D’autres Freedom Riders suivront, renforcés par les militants du SCLC (Southern Christian Leadership Conference de Martin Luther King) et les arrestations remplissent les prisons. Devant la gravité des exactions, Robert Kennedy, frère du Président, promulgue une loi fédérale le 1er novembre 1961 pour forcer à la mixité dans les bus inter-Etats, les trains et autres lieux publics lors des trajets (toilettes, bar, cirage de chaussures…). http://www.freedomridersfoundation.org/about-freedom-riders.html
Après cet épisode, Theodore poursuivra une carrière dans la photo plutôt officielle, des présidents à la Reine d’Angleterre.
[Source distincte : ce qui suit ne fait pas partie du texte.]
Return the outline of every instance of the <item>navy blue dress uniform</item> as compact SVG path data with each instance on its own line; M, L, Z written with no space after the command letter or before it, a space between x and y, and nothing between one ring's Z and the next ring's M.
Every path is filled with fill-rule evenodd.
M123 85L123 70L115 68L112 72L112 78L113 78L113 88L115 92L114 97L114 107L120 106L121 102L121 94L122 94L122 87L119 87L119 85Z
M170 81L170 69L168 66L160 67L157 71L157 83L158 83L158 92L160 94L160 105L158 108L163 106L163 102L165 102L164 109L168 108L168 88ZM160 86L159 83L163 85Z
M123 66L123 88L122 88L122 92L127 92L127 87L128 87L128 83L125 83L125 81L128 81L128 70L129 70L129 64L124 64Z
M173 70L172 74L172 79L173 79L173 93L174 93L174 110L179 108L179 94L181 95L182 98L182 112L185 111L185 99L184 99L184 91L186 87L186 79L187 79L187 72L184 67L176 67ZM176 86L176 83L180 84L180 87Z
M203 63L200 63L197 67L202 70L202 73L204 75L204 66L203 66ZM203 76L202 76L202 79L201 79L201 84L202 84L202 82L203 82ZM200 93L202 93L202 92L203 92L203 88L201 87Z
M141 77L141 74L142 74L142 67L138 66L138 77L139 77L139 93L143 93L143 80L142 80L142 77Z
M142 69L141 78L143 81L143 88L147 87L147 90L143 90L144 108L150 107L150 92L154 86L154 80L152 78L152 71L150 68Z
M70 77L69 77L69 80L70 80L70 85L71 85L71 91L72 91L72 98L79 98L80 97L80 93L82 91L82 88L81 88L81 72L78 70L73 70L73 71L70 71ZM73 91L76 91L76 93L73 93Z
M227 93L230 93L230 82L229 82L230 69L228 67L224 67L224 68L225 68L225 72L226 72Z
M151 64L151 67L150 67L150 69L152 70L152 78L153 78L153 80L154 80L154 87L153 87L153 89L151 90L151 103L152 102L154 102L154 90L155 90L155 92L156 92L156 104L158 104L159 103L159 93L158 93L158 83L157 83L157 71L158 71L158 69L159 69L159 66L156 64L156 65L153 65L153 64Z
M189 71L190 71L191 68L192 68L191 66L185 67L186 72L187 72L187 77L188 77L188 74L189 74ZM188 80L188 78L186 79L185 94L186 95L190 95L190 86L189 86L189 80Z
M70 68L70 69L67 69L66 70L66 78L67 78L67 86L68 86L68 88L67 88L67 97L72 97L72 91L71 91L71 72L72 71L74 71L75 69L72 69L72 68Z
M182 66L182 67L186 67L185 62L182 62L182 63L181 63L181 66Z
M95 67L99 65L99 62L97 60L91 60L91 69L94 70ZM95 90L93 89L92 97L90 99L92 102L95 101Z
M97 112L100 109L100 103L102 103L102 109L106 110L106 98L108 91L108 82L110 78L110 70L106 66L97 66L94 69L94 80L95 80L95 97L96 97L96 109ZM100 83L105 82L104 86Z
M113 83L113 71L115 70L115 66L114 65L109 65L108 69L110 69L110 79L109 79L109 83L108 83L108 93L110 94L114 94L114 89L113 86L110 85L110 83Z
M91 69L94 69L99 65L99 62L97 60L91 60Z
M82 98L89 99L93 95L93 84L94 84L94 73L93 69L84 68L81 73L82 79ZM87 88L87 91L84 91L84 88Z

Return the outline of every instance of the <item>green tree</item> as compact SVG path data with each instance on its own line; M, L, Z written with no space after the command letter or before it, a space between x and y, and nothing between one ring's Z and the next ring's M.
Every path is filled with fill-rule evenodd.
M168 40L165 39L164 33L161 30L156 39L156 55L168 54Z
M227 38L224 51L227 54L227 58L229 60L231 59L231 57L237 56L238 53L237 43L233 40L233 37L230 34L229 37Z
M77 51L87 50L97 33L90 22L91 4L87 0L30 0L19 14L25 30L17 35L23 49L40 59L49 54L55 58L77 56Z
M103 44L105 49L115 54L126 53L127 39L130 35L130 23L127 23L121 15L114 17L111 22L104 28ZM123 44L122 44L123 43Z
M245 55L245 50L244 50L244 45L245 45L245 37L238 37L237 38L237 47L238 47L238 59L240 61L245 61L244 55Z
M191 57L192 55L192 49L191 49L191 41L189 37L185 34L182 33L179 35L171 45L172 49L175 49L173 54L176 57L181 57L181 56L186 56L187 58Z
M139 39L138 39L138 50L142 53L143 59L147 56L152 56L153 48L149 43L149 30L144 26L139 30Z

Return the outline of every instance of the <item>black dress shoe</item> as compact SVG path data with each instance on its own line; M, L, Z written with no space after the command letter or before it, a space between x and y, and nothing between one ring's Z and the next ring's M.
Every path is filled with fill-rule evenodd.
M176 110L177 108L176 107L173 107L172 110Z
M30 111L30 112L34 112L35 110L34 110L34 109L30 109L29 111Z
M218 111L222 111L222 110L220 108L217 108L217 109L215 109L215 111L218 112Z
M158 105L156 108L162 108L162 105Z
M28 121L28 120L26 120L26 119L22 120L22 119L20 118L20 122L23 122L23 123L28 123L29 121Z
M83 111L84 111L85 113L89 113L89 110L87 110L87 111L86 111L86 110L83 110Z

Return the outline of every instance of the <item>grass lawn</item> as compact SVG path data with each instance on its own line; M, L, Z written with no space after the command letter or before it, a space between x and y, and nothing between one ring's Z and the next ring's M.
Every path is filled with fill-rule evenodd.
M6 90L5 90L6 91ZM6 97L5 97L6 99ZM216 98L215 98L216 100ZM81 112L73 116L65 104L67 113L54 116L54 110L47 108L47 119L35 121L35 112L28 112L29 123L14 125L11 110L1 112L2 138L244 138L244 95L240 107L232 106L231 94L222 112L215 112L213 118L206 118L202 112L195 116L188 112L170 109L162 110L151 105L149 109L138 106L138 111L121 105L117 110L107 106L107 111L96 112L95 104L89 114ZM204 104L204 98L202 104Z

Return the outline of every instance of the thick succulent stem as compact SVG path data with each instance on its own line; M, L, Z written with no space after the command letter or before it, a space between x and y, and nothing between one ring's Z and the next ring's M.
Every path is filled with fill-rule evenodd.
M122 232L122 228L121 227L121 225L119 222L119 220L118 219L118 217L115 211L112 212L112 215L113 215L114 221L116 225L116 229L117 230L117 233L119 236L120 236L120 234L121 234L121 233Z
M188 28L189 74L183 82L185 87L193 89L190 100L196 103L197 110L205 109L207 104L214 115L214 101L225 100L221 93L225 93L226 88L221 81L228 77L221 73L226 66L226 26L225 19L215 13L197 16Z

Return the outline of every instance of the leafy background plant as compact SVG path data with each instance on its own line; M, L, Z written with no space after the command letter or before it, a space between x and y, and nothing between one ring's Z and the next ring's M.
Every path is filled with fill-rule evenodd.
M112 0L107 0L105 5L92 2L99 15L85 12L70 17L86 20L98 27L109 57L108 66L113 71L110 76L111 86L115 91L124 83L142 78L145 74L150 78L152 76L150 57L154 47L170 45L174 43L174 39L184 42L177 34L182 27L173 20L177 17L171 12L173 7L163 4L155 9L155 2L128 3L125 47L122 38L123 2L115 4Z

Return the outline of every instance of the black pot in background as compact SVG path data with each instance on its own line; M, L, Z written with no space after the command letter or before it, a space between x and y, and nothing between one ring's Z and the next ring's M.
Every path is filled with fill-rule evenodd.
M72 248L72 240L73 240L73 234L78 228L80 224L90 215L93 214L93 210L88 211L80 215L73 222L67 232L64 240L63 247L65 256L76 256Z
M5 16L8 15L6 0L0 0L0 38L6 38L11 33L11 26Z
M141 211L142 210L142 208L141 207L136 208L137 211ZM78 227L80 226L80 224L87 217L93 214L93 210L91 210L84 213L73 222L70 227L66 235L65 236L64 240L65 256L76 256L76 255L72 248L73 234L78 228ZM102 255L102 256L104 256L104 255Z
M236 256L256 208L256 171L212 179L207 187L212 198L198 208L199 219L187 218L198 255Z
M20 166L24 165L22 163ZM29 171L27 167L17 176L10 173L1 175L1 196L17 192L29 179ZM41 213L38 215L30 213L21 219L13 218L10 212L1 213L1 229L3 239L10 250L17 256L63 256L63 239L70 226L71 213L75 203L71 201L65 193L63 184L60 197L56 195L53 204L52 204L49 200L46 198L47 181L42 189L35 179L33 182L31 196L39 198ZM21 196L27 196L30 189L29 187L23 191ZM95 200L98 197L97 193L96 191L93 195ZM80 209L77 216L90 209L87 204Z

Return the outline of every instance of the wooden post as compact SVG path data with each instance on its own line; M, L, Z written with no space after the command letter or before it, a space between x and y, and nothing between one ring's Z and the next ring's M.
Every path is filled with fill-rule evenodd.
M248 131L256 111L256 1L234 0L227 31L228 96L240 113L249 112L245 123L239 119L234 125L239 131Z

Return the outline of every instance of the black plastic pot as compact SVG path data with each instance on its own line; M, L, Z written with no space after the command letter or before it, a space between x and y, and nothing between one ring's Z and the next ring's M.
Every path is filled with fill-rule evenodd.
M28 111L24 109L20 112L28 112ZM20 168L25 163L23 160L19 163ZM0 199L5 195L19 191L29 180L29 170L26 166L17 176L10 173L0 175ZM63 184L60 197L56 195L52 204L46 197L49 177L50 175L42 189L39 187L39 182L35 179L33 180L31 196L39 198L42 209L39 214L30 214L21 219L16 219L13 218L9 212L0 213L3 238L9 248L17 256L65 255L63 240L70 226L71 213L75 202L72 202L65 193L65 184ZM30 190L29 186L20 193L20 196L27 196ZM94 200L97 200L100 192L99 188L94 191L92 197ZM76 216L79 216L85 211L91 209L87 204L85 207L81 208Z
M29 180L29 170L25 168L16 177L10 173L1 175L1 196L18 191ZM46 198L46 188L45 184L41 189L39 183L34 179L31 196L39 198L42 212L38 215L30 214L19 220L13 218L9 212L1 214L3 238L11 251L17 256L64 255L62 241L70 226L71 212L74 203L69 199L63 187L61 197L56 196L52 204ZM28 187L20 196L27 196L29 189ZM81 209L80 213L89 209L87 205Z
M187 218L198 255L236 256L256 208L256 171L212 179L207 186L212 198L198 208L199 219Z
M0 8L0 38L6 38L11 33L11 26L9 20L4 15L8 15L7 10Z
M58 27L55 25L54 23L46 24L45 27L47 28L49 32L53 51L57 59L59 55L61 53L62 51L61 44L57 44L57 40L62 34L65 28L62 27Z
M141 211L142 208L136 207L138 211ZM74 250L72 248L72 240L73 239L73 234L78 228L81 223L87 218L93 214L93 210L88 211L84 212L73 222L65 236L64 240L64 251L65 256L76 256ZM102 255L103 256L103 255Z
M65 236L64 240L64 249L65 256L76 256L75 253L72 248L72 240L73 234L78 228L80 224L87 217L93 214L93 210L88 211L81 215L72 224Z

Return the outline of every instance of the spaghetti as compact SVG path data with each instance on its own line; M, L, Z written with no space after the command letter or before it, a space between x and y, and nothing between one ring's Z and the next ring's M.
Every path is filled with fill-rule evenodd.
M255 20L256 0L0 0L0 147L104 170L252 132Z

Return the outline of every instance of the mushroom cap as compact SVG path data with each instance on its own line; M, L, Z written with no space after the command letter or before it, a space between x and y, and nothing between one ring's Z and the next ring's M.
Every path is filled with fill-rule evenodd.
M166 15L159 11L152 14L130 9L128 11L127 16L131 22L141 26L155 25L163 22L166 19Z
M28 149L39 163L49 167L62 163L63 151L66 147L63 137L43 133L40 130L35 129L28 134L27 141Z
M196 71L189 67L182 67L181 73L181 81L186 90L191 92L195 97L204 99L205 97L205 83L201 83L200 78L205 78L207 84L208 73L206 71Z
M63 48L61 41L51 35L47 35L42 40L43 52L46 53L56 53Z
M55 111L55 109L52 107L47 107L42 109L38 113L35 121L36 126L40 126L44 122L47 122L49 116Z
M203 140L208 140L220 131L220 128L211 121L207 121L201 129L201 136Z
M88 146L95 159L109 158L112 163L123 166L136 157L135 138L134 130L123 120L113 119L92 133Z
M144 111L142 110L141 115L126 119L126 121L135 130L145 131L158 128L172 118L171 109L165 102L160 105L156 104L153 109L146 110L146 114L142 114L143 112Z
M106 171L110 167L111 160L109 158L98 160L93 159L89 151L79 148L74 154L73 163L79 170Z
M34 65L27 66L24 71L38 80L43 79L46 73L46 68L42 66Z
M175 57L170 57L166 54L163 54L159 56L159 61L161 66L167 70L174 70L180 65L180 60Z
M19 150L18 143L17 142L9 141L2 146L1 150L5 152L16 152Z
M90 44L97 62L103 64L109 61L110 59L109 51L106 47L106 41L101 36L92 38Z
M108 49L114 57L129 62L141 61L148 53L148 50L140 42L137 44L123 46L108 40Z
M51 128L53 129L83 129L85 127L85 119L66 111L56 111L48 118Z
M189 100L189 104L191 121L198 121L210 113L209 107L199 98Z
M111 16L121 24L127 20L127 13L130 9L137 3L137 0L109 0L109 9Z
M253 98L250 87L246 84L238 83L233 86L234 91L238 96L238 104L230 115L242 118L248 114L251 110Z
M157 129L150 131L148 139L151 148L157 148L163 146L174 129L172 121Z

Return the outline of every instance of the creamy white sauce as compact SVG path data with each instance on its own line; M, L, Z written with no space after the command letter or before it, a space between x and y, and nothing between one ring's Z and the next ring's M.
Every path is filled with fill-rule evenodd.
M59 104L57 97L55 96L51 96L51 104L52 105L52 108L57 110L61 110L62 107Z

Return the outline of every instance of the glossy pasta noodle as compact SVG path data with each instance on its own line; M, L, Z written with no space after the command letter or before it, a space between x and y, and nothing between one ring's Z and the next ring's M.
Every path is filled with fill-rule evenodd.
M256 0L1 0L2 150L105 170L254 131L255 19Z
A 61 ans, il épouse Maria Santos, jeune femme brésilienne de 26 ans, en 1988, et ils auront deux fils, Theodore et Walter de 26 et 24 ans aujourd’hui. Theodore Gaffney est décédé le 12 avril au George Washington University Hospital, à Washington DC, des suites du coronavirus, à l’âge de 92 ans. Avec lui et ceux de sa génération, continue de s’effacer une mémoire, aussi collective, en raison de l’incurie sanitaire de gouvernants négligents: absurde et affligeant.